The first full greenhouse gas (GHG) flux budget of an intensively managed grassland in Switzerland (Chamau) is presented. The three major trace gases, carbon dioxide (CO₂), methane (CH₄), and nitrous ...oxide (N₂O) were measured with the eddy covariance (EC) technique. For CO₂ concentrations, an open‐path infrared gas analyzer was used, while N₂O and CH₄ concentrations were measured with a recently developed continuous‐wave quantum cascade laser absorption spectrometer (QCLAS). We investigated the magnitude of these trace gas emissions after grassland restoration, including ploughing, harrowing, sowing, and fertilization with inorganic and organic fertilizers in 2012. Large peaks of N₂O fluxes (20–50 nmol m⁻² s⁻¹ compared with a <5 nmol m⁻² s⁻¹ background) were observed during thawing of the soil after the winter period and after mineral fertilizer application followed by re‐sowing in the beginning of the summer season.

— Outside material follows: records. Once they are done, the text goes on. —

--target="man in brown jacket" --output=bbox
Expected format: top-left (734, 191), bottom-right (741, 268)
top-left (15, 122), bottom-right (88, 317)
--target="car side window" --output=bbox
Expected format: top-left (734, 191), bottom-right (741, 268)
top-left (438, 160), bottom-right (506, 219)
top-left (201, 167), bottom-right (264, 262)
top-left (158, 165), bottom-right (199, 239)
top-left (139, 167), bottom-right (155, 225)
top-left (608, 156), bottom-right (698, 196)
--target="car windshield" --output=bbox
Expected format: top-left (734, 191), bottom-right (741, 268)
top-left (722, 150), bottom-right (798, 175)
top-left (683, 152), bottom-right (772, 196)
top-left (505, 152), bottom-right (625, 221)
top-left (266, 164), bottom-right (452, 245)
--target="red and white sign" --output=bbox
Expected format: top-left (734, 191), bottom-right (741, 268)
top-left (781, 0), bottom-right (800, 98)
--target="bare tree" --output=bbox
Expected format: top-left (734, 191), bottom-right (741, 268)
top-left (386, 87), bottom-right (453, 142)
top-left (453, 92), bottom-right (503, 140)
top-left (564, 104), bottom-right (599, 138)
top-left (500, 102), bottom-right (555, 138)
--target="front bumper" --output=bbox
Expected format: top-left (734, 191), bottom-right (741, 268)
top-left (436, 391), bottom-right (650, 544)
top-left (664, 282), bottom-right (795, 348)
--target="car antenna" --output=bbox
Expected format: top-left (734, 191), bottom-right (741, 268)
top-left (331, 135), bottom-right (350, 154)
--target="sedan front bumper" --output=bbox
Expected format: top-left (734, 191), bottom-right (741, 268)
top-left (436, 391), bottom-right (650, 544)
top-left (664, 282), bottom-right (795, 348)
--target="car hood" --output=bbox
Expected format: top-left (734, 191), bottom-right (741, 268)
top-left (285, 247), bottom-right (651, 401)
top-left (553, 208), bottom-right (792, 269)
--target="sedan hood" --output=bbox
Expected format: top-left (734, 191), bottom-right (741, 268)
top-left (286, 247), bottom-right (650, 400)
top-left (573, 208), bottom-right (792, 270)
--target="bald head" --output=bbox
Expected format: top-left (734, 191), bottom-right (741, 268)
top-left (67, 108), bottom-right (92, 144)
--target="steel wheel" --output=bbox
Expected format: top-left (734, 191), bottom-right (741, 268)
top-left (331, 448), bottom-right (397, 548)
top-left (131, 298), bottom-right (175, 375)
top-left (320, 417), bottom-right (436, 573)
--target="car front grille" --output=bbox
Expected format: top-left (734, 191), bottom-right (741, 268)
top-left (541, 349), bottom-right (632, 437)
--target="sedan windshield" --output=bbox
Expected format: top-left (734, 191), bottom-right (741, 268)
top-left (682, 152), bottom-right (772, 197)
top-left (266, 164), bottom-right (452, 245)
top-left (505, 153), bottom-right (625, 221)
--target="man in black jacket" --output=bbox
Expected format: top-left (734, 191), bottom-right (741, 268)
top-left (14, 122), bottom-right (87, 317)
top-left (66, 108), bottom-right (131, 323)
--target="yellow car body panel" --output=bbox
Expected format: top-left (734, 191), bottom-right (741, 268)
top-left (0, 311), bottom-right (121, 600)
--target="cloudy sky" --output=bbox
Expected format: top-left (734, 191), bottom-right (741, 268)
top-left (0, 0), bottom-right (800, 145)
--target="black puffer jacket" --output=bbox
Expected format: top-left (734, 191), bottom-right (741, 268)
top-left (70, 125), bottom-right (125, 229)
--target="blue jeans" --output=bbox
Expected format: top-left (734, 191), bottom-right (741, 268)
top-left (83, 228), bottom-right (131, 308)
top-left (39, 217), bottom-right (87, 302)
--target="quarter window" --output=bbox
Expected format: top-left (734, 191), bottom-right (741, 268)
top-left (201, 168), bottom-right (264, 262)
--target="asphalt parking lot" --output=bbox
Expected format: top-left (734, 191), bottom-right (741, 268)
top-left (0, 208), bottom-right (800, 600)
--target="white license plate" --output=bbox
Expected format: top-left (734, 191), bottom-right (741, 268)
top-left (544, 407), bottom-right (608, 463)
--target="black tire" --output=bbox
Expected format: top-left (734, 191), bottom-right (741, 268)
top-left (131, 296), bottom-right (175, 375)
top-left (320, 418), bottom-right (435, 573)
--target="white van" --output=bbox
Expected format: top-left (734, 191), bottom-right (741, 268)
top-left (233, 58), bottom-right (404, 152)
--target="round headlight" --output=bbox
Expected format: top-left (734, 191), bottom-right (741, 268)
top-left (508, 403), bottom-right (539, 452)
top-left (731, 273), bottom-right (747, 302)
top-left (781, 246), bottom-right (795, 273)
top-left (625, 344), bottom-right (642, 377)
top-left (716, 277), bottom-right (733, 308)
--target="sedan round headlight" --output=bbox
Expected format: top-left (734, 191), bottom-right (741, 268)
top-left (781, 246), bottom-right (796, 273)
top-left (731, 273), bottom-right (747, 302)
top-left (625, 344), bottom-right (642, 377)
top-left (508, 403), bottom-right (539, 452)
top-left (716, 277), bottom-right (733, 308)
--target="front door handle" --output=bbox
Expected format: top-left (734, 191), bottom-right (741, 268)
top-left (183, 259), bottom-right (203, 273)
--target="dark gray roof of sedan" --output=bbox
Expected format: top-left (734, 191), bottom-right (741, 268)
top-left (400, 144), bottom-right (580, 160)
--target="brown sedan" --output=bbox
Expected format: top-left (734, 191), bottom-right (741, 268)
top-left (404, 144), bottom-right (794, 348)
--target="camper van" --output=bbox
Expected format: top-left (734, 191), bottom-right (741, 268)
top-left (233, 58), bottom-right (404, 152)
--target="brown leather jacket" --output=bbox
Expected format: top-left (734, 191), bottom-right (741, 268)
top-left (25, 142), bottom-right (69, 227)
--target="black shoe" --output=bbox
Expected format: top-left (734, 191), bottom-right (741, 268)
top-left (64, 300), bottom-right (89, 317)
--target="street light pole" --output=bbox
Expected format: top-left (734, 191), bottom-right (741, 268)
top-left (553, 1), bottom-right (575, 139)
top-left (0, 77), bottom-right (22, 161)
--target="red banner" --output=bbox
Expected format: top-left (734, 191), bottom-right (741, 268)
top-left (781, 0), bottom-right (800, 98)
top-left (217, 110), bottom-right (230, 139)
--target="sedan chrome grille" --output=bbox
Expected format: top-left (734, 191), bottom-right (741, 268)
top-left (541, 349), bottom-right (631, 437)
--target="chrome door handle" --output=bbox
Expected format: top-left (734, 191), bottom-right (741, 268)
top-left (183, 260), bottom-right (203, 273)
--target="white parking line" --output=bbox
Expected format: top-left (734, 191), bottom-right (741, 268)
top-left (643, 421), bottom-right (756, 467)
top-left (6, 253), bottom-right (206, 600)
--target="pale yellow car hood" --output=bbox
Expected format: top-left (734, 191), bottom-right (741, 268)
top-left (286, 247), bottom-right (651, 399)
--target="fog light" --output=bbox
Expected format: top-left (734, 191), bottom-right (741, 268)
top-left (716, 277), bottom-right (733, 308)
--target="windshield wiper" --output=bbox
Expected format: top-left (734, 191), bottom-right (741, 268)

Nitrous oxide (N₂O) fluxes were controlled by nitrogen input, plant productivity, soil water content and temperature. Management activities led to increased variations of N₂O fluxes up to 14 days after the management event as compared with background fluxes measured during periods without management (<5 nmol m⁻² s⁻¹). Fluxes of CO₂ remained small until full plant development in early summer 2012. In contrast, methane emissions showed only minor variations over time. The annual GHG flux budget was dominated by N₂O (48% contribution) and CO₂ emissions (44%). CH₄ flux contribution to the annual budget was only minor (8%). We conclude that recently developed multi‐species QCLAS in an EC system open new opportunities to determine the temporal variation of N₂O and CH₄ fluxes, which further allow to quantify annual emissions. With respect to grassland restoration, our study emphasizes the key role of N₂O and CO₂ losses after ploughing, changing a permanent grassland from a carbon sink to a significant carbon source.